Canonic (church) law in the Roman Catholic church states that it is the Bishop who appoints a parish priest and certainly not ‘the will of the people’. Hence the rise of often troublesome situations.
Bagni di Lucca suffered one recently in its parish when the newly appointed vicar was accused by his parishioners of favouring radical religious opinions (e.g. ecumenical services with other religions, advanced views on gender etc.). For the somewhat conservative Bagni church goers this was all too much and they complained to the Bishop of Lucca.
The situation was further complicated by the new appointee accusing the former parish priest of interfering in his parochial affairs despite the fact that the previous incumbent was now officiating at a church over thirty miles away. It’s true to say that the former parish priest was very popular and was particularly dexterous in organizing youth and music activities. His ex-parishioners were sorely disappointed at Don R’s departure but he made occasional return trips to meet them.
The difficult event made its way to the newspapers and the local TV station NoiTv; it was only the intervention at Bagni of the bishop of Lucca which has obtained a workable solution to the parishioners’ stand-off. After all, locals still love a church wedding and for a new-born not to be christened would be anathema.
A rather clearer and certainly more intolerable situation occurred when a parish priest from North of the Appennines was found in delicto flagrante with an underage girl in his car. He was relieved of his duties and escaped to a relative’s house in a village near to Bagni. Everyone thought that the priest should be immediately arrested and put on trial for abusing minors (indeed, parents withdrew their children from the local school for fear of this ecclesiastical predator) but this did not happen for months until, recently he was brought to justice and given a long prison sentence.
An incredible situation regarding unpopular and troublesome priests occurred back in 1967 in a village we passed on our recent peregrinations in the mountain regions of the Veneto. Called the Schism of Montaner it led the entire population to renounce their Roman Catholicism and espouse the Greek orthodox religion.
How did all this happen? In 1967 Don Giuseppe Fae’, a very popular priest who had led the partisans against the nazi-fascists during WW2 and who was considered a saint by many, died.

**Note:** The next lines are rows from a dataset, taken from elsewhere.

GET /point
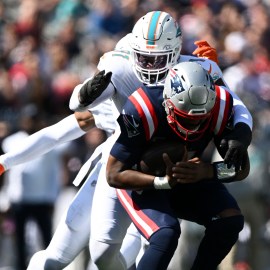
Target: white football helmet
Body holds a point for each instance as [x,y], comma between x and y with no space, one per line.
[189,98]
[155,41]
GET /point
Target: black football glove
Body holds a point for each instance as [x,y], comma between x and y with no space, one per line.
[94,87]
[235,145]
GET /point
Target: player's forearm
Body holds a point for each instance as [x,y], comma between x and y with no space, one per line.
[241,113]
[42,142]
[75,104]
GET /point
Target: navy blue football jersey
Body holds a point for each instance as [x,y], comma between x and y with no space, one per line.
[143,119]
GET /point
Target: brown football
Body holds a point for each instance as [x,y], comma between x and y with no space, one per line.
[152,161]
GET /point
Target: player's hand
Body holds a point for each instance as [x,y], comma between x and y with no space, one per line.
[94,87]
[192,171]
[235,153]
[205,50]
[235,145]
[2,169]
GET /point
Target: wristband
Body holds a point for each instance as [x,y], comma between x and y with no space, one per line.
[222,172]
[161,183]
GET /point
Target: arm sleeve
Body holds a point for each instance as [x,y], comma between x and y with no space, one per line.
[43,141]
[241,113]
[75,105]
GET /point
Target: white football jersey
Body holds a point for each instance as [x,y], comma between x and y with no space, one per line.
[125,81]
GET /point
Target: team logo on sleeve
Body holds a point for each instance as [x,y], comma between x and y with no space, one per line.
[131,125]
[176,84]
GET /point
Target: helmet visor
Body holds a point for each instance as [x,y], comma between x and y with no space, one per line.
[190,127]
[150,62]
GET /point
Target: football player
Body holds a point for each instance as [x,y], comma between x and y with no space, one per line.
[192,110]
[155,47]
[126,78]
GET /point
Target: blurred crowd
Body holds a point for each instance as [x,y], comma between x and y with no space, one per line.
[48,47]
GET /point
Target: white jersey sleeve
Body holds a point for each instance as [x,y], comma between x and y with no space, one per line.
[42,142]
[124,81]
[241,113]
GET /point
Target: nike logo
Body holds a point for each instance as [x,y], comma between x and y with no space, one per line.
[210,69]
[134,123]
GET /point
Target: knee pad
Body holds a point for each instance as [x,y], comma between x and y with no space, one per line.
[41,261]
[227,226]
[107,256]
[166,239]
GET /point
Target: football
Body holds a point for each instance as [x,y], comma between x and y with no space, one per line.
[152,161]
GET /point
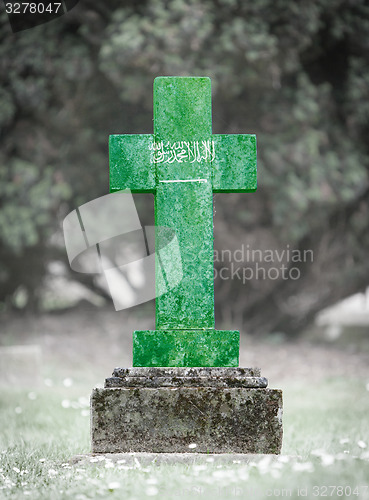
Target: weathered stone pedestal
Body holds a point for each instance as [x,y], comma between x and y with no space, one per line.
[165,410]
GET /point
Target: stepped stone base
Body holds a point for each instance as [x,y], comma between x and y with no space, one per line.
[170,410]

Everyone thought he would be succeeded by his helper and vice-vicar but the bishop (who would later be appointed one of the Church’s shortest lived pope, John Paul I) thought otherwise and appointed a less than popular candidate. The locals were outraged: they barricaded the new priest in his vicarage, there was talk of an armed insurrection and eventually the Bishop turned up, protected by a bevy of carabinieri. The bishop’s answer to the problem was short and sharp: he withdrew the consecrated hosts placed on the parish church’s altar and forbade all priests to celebrate Holy Mass or to administer the sacraments until the Montaner parishioners accepted the new vicar.

The parishioners’ answer was to renounce their Catholic faith. Thanks to a lady who was herself of Greek orthodox persuasion an orthodox priest was invited to the village and converted all the inhabitants to a religion which, ironically, had itself been the product of a schism, this time some hundreds of years previously.

Regrettably, the orthodox priest and his acolytes proved to be less than orthodox in their behaviour and there were instances of drug-dealings and mass sex orgies. Other variants of orthodoxy were tried out: Nubian, Assyrian and even Nestorian. Eventually, a less unorthodox orthodox priest was appointed and the Montaner parishioners returned to a less sinful path. An orthodox monastery was founded which still continues to the present day; indeed a foundation stone for a new cloister was inaugurated in 2018.
We did not have time to investigate the monastery in further detail but looked sadly upon the remains of the original orthodox church which was burnt down, due a short circuit, almost ten years ago.
I was, however, informed that several inhabitants had returned to their Catholic faith and that the previous troubles were just a dim memory. I think part of the reason for this is that religion plays a rather less important part in Italians’ lives than it used to at the time of the scism fifty years ago.
It’s all a bit sad, anyway. There was a time when ‘vox populi ‘ was indeed ‘vox Dei’ but today, with increasing secularism aided by paedophilia scandals in the Church, collapse of recruitment for priests, nuns and monks and the decline of religious axioms had meant that it would be difficult to have entire communities change their other-wordly directions just because they were afflicted by the imposition of a troublesome priest within their parochial boundaries.